9.4.3 Non-Preemptive Policy

It’s important to note that our cluster has a non-preemptive policy. This means that once a job begins running, it will never be stopped or “pre-empted” by a higher-priority job. Your job will continue to run until it finishes or reaches its time limit, regardless of its priority score. Fair share is only used to determine the order of jobs in the queue before they start.

9.4.4 Backfilling

To maximize resource utilization and prevent the cluster from sitting idle, our scheduler employs a technique called backfilling.

Backfilling allows lower-priority jobs to start running even while higher-priority jobs are waiting, as long as the lower-priority job does not delay the expected start time of any higher-priority job. Think of it like this: if a high-priority job is waiting for a large chunk of resources that won’t become available for an hour, the scheduler might “backfill” that empty time with smaller, shorter jobs that will finish before the high-priority job is set to start.

For backfilling to work effectively, it’s crucial that you specify accurate job runtime limits with the --time flag. If your job finishes earlier than you requested, you may be missing a backfilling opportunity. Conversely, requesting a much longer time than you need can hurt your chances of being backfilled. Backfilling is a great way to get a job started when the cluster is busy.


9.5 Experimental features

Sometimes we will roll out features that are in ‘preview’, ‘beta’ or ‘experimental’ state. When we do this, we do so with the intention of allowing users to get early access and possibly to even help us to shape how these new tools will be used on the system. Sometimes, we may even roll out features that do not exist in (many or even any) other places in the world. We believe that this kind of bold experimentation is necessary if we expect to be the best in the world at what we do, and so we don’t intend to shy away from it if we feel that it is safe and appropriate.

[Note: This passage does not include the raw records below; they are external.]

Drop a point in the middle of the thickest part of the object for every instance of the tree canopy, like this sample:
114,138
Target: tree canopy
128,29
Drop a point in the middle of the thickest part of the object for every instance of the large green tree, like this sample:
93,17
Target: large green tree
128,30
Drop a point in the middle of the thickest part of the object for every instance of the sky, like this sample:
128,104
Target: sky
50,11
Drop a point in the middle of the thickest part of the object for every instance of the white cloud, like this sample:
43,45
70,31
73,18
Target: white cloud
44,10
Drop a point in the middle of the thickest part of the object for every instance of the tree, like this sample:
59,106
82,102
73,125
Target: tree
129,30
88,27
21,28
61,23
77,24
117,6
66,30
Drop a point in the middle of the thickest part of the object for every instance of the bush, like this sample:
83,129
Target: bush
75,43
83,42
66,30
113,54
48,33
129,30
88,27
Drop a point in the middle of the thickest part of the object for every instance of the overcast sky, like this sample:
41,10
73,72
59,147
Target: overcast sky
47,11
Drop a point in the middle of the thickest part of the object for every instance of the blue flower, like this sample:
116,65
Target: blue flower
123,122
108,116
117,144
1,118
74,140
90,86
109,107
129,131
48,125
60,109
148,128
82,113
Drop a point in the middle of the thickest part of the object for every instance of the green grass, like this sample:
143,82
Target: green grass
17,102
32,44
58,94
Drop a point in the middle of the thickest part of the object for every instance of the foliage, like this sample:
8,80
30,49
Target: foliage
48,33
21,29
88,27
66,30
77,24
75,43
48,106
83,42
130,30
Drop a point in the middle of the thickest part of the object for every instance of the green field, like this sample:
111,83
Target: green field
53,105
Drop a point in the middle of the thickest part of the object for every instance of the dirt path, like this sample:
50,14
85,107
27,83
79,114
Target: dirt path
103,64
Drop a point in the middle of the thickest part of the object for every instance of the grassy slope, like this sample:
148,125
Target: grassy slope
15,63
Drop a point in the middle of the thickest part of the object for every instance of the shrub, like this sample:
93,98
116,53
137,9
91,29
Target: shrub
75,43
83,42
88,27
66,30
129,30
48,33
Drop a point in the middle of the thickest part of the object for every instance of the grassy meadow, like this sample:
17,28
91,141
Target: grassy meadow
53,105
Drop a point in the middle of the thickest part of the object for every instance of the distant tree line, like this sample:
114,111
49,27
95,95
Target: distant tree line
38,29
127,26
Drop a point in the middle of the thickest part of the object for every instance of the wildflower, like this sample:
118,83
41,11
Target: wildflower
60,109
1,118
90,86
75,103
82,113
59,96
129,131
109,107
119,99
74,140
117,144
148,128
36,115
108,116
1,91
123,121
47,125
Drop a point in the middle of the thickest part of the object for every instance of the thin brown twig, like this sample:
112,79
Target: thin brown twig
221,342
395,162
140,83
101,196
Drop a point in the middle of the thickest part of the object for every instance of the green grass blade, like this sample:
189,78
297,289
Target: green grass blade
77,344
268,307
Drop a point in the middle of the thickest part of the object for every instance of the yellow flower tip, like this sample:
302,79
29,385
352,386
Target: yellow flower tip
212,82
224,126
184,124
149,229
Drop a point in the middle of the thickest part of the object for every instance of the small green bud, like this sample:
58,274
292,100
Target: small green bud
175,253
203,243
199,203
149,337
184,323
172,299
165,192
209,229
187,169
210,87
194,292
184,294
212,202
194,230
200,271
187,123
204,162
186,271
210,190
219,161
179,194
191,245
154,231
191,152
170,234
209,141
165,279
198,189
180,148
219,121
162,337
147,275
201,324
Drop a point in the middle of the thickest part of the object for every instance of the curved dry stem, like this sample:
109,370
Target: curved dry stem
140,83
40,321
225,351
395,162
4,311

When we deploy features like this:

  • These features will be called out as being ‘experimental’ when they are announced and in the relevant documentation.

  • We reserve the right to remove or disable any ‘experimental’ features should it become necessary to protect the system.

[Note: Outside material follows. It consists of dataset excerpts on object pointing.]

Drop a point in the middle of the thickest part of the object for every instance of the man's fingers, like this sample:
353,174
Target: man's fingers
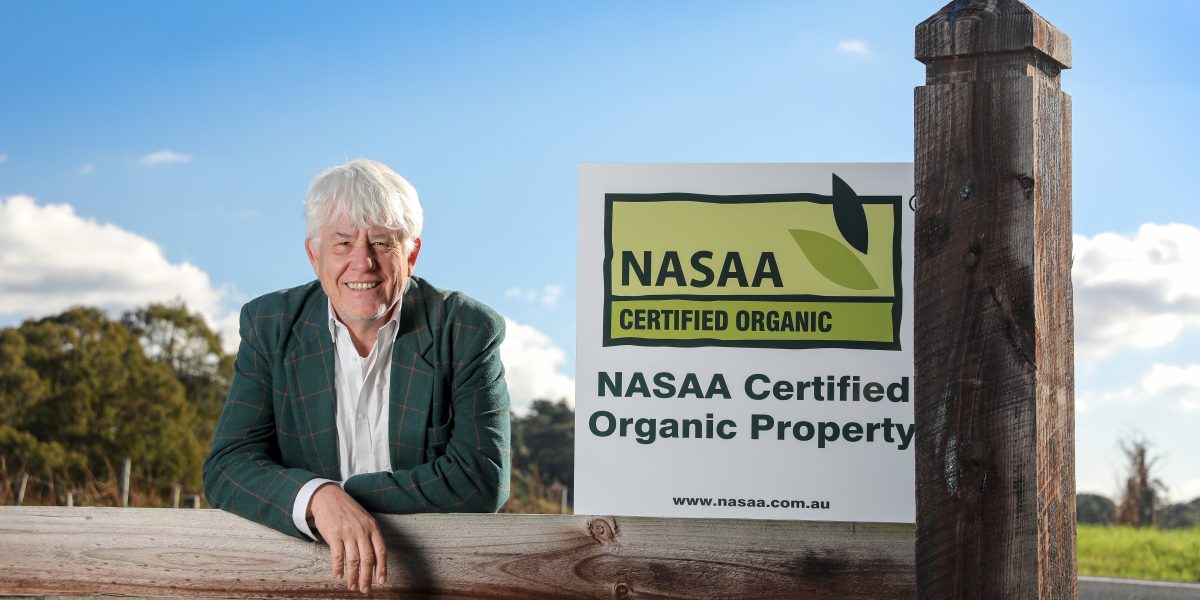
369,561
336,556
352,565
381,556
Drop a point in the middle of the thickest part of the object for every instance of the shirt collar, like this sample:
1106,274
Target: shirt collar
334,322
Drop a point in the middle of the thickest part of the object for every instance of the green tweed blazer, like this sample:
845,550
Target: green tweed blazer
449,409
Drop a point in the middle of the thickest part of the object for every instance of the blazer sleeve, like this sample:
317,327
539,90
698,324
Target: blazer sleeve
473,474
243,473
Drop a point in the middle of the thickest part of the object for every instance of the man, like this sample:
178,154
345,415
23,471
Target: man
366,390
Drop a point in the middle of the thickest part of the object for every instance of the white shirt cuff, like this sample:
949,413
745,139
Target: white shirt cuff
300,509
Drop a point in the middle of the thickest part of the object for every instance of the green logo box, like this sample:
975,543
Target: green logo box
795,270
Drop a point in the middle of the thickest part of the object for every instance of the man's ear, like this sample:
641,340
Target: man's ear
310,247
412,256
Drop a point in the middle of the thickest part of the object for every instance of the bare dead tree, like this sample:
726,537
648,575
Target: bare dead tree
1143,492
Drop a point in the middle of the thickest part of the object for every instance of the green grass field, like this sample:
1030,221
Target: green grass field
1163,555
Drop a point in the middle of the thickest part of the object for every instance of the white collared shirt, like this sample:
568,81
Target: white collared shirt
361,388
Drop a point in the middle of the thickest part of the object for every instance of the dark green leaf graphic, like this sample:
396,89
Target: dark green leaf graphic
833,259
847,213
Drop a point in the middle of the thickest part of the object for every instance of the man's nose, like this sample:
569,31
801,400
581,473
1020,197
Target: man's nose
361,257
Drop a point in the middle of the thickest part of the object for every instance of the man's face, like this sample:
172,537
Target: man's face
364,271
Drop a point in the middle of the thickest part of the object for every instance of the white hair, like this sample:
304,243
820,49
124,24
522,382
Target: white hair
369,195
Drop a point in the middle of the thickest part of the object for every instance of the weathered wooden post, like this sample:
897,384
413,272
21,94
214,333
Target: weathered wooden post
995,401
21,489
125,484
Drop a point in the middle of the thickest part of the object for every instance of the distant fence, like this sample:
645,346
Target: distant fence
19,489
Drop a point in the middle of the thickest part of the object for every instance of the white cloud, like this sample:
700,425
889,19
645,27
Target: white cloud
547,295
853,47
1135,292
163,157
532,366
1161,385
51,259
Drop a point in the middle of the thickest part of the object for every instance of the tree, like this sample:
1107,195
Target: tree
1143,492
544,442
1095,509
183,341
96,400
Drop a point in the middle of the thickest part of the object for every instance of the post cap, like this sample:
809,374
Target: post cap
966,28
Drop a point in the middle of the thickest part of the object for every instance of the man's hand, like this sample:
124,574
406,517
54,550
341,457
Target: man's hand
353,537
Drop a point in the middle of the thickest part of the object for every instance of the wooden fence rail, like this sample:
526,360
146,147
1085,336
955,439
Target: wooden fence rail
165,552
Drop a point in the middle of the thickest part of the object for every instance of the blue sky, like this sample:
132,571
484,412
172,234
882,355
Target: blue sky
197,126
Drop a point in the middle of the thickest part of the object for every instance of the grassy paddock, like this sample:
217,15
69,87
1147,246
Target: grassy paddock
1163,555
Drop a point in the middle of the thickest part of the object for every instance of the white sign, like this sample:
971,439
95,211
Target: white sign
744,342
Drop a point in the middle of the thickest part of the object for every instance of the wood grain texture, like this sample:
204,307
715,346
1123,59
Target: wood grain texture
167,552
994,403
971,28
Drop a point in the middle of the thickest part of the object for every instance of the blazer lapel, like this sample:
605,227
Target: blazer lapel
311,377
412,382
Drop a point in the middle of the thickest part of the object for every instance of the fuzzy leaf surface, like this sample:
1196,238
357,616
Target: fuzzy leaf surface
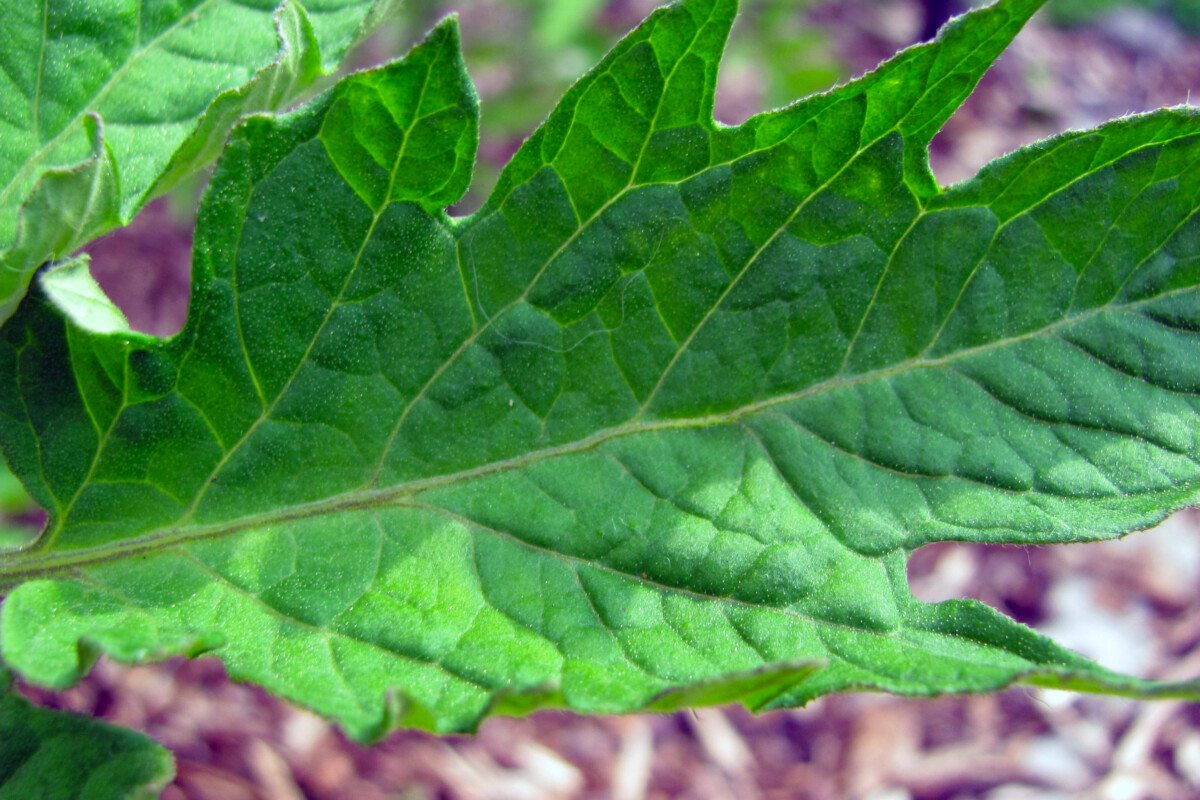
63,756
660,423
112,102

  • We can make no promises about the performance of ‘experimental’ features. These tools are provided ‘as is’, and all we can do is try to help users to make use of them.

9.6 Billing

At this time, we are not enforcing any charge-back for using Sasquatch. We would like to just help everyone fully leverage the capabilities of the system without fear of building up any charges.

Should chargeback be approved by the Research Administration, we will begin sending show-backs to help people see what the new charges will look like before they are implemented. Please check back here frequently for any updates.